The Honda NS400R was a street-legal road-oriented two-stroke sport bike produced by Honda Motor Co., Ltd between 1985 and 1987.

The NS400R was inspired by Honda's NS500 (also known as the RS500R) 500cc GP-bike ridden by Freddie Spencer.

The NS400R is the largest-displacement, street-legal two-stroke road bike that Honda produced. The limited-production NS400R was only sold from 1985 to 1988 and traces its lineage back to 1979. Honda was cleaning up in 500cc class motocross racing with two-stroke engines, but its four-stroke-powered World Grand Prix road bikes were lagging behind the competition. After internal deliberation over its four-stroke racing heritage, Honda pushed forward into two-stroke development. The water-cooled NS500 fused the power of three two-stroke motocross engines into a compact and lightweight V-3 configuration that produced 120 HP at 11,000 RPM. Freddie Spencer grabbed Honda's first 500cc class win in 15 years on an NS500 in 1982, and then rode a lighter and more powerful NS500 to a 1983 500cc World Championship. The following year, Honda manufactured a limited-production version of the championship racer for privateers called the RS500 that was a near duplicate of the works machine without the specialized exhaust.

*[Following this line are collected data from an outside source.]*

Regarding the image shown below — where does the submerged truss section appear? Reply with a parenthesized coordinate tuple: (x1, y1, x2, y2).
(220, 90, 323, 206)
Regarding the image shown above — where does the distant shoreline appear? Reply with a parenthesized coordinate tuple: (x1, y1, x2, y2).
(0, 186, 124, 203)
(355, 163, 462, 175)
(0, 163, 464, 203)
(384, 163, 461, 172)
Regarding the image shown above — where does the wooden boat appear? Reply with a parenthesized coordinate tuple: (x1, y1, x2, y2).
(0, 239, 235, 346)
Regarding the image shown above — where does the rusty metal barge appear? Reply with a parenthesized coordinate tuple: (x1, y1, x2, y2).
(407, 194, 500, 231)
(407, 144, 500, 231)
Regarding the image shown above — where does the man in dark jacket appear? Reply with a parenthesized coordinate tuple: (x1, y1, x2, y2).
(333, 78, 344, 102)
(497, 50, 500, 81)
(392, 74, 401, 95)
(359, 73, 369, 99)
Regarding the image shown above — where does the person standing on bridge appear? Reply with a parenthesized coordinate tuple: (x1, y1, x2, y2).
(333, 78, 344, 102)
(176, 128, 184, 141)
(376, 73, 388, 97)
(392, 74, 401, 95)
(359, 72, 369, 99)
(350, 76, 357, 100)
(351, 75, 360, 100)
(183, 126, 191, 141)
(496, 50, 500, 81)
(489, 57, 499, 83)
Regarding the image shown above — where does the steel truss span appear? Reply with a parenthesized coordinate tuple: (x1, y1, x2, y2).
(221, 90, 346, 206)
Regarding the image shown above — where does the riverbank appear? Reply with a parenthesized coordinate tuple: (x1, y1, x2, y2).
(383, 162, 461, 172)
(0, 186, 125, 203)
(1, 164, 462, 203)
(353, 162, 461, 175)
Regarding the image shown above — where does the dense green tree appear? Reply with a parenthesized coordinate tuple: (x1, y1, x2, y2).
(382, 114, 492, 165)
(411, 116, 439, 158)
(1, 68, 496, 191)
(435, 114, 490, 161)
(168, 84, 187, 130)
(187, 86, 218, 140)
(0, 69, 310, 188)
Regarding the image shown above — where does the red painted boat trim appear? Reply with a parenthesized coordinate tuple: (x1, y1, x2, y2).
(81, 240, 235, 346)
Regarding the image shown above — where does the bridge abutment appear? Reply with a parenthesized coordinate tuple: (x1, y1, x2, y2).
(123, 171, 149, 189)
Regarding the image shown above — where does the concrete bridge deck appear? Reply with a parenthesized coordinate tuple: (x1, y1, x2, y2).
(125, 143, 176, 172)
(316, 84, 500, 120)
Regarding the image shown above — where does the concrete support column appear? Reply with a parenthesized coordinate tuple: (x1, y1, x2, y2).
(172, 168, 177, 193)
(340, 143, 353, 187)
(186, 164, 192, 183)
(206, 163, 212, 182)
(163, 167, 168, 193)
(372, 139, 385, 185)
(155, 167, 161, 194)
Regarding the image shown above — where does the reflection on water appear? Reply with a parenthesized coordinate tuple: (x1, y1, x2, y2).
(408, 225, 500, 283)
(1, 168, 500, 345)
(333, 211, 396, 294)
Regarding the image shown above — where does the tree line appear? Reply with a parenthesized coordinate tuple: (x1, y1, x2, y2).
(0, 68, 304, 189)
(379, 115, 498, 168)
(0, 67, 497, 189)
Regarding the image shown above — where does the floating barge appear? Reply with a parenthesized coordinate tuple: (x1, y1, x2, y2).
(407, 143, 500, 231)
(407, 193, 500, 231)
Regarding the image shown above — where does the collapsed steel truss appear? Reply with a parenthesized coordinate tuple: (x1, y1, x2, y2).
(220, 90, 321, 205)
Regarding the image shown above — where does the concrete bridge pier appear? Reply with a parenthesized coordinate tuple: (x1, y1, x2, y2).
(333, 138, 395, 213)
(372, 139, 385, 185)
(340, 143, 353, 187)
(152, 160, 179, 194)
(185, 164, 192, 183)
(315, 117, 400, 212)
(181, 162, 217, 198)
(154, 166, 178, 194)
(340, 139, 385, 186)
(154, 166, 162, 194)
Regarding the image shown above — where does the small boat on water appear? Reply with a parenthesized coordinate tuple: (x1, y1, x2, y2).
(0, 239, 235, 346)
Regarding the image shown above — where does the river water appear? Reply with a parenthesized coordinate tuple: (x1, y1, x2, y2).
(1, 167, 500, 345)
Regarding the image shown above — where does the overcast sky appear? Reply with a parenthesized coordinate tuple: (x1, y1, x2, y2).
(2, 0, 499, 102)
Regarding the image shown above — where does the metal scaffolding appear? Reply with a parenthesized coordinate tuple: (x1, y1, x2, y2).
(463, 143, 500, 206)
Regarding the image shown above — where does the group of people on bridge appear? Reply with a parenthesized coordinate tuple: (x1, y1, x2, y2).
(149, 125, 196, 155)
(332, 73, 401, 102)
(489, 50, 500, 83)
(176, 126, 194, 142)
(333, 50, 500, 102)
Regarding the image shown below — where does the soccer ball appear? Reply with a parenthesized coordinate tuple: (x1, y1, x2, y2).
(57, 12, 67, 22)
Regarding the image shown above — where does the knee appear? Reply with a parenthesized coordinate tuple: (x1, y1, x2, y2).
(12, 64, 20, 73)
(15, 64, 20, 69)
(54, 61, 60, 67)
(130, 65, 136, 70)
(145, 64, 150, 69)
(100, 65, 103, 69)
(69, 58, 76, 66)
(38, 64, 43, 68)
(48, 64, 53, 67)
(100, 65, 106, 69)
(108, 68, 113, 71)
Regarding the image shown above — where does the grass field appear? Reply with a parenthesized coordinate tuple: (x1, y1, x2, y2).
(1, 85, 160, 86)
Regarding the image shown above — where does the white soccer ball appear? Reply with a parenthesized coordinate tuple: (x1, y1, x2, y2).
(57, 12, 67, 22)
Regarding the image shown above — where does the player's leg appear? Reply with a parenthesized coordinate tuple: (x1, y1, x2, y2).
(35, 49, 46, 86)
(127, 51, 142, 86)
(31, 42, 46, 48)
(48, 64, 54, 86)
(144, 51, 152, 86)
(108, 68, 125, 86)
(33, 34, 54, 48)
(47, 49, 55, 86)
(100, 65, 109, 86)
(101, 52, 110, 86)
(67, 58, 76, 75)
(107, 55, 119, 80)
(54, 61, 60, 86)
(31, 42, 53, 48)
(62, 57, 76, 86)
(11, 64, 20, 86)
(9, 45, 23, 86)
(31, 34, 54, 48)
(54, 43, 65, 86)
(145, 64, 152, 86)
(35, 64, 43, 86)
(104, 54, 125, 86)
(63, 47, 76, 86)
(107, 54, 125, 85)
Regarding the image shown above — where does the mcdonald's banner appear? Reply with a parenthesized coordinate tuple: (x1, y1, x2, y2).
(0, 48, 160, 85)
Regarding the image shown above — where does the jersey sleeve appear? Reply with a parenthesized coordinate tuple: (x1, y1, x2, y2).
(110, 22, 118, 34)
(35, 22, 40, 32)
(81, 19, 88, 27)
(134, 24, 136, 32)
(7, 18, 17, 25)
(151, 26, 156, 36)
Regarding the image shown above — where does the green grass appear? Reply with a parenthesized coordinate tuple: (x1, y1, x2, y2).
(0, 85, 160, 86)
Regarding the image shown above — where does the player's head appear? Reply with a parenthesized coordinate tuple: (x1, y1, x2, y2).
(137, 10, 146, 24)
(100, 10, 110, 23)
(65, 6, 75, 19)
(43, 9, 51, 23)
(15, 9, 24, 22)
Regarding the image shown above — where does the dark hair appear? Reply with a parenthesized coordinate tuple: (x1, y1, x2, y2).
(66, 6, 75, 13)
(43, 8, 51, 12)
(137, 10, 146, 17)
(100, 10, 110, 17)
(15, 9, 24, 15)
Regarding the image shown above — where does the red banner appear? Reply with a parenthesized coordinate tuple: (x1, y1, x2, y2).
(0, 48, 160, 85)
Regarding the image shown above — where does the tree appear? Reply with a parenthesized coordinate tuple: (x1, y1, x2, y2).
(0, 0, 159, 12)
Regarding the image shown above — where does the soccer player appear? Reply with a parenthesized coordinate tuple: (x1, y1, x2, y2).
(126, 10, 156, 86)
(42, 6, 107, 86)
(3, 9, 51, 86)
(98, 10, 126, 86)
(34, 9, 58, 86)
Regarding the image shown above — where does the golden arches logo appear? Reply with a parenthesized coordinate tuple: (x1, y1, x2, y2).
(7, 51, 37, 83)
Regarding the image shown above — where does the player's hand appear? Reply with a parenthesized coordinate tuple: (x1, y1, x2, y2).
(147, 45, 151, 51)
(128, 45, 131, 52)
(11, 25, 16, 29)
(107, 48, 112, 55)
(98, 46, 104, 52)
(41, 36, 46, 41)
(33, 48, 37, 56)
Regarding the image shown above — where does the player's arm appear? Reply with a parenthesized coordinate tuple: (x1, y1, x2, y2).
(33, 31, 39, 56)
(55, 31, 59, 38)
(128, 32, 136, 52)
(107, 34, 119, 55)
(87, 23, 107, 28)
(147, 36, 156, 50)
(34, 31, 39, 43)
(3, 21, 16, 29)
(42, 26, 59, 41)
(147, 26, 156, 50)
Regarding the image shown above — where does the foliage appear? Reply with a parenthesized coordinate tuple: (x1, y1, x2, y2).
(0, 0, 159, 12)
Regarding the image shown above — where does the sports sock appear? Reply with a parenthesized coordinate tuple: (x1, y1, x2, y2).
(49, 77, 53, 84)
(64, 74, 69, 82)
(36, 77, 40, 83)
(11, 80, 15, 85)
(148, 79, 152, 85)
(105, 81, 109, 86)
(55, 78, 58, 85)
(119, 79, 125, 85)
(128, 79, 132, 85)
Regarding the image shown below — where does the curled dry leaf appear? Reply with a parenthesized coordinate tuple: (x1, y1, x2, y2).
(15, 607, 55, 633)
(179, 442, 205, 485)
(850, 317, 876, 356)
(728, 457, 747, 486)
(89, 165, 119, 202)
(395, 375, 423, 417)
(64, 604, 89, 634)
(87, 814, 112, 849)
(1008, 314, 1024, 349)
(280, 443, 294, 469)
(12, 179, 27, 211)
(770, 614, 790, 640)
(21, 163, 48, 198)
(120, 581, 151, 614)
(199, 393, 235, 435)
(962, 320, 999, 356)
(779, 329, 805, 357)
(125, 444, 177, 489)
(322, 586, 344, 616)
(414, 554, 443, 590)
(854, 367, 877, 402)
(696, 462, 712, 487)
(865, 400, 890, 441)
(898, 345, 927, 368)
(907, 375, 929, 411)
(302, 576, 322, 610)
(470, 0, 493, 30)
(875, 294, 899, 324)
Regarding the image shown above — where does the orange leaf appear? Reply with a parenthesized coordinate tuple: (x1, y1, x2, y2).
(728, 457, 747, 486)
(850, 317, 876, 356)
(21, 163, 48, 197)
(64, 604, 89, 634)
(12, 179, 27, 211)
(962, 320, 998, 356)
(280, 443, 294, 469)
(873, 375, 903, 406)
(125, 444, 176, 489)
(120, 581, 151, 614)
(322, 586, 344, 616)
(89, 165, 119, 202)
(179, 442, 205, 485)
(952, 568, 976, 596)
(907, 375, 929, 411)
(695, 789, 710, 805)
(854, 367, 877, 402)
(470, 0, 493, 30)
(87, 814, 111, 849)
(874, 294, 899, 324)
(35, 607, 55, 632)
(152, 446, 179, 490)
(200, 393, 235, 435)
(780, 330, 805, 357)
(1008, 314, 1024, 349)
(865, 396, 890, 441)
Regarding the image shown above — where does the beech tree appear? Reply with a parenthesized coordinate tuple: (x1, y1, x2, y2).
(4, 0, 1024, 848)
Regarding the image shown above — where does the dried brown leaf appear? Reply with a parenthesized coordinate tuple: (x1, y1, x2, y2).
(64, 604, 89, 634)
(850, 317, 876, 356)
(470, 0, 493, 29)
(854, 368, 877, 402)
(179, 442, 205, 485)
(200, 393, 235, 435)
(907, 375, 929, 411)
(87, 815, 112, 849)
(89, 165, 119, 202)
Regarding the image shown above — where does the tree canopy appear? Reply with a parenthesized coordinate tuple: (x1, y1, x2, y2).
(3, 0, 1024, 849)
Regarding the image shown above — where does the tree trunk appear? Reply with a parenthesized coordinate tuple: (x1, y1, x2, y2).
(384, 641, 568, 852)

Yamaha and Suzuki had already released street-legal replica racers, and Honda answered the challenge with the NS400R in 1985. The 387cc liquid-cooled two-stroke V-3 cranked out 72 HP at 9,500 RPM with triple flat-slide carburetors, and a 6-speed transmission wet clutch combination got the power to the ground. TRAC anti-dive front forks and a Pro-Link rear suspension joined a box section alloy frame and triple disc brakes with dual-piston calipers. The road-going replica racer was a street-legal facsimile of the NS500 V-3 that Fast Freddie rode past his 4-cylinder competition to become the youngest ever world champion at 21 years old. Honda discontinued the NS400R in 1988.